BACKGROUND: To determine the effect of memantine on axonal loss and visual function during the course of optic neuritis (ON).METHODS: Sixty optic neuritis patients in a single-center, institutional setting were randomly assigned to the memantine or placebo groups. Patients with first attack of acute unilateral optic neuritis, with visual symptoms of 8 days duration or less were enrolled in this trial.
No patient had known multiple sclerosis, and none had taken immunomodulatory agent prior to or at the time of presentation. For all patients, the following characteristics were recorded and compared at initial presentation and 3 months afterward: visual acuity (sight), retinal nerve fiber layer thickness (measure of nerve (retinal ganglion cell) content in the retina, that can reflect changes in the optic nerve btween the eye and the brain), visual field parameters, visual evoked potential (measure of electrical signalling between eye and brain and shows nerve loss and demyelination), and contrast sensitivity (MSers have more problem seeing grey eye charts than black eye charts).
RESULTS: Fifty-four patients completed the 3-month follow up. There were no significant differences between the placebo and memantine groups for any of the characteristics at initial presentation. After 3 months, the only statistically significant difference between the two groups was in RNFL thickness. Memantine group subjects had higher thickness in nasal (P = 0.01), superior (P = 0.006), inferior (P = 0.01) quadrants and average (P = 0.01). However, temporal quadrant thickness was not different between two groups (P = 0.35). (Back of the eye [Fundus) is divided into quarters of a diagonal cross (nasal=towards nose temporal towards the temple/ears. Superior top and inferior bottom. The temporal and nasal regions have less nerve content than superior and inferior quadrants)Nerve fibre layer is the top red layer
CONCLUSION: Memantine was effective in reduction of RNFL thinning, although this structural difference was not associated with improved visual function
Memantine (marketed under a variety of trade names) is an glutamate (excitory neurotransmitter) receptor antagonist that is used in Alzheimers Disease, where it has a small positive effect on cognition. To date there is no evidence for an influence of memantine on memory in clinical trials in MS, although it may have some influence as a symptom control in conditions such as nystagmus.

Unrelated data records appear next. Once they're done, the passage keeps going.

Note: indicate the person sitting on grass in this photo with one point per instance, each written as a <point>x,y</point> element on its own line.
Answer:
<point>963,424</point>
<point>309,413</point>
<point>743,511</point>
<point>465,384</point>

Whilst it is perhaps disappointing that there was no obvious clinical improvement, this study is interesting because it supports some of our experimental findings for a neuroprotective (as RNFL thickness is correlated with nerve content) potential for memantine and importantly supports the thought that studies in optic neuritis may help to identify neuroprotective compounds that may useful for (progressive) MSers. So good news for Prof G & Friends (See comments on todays other research post) and the EyeDoctor.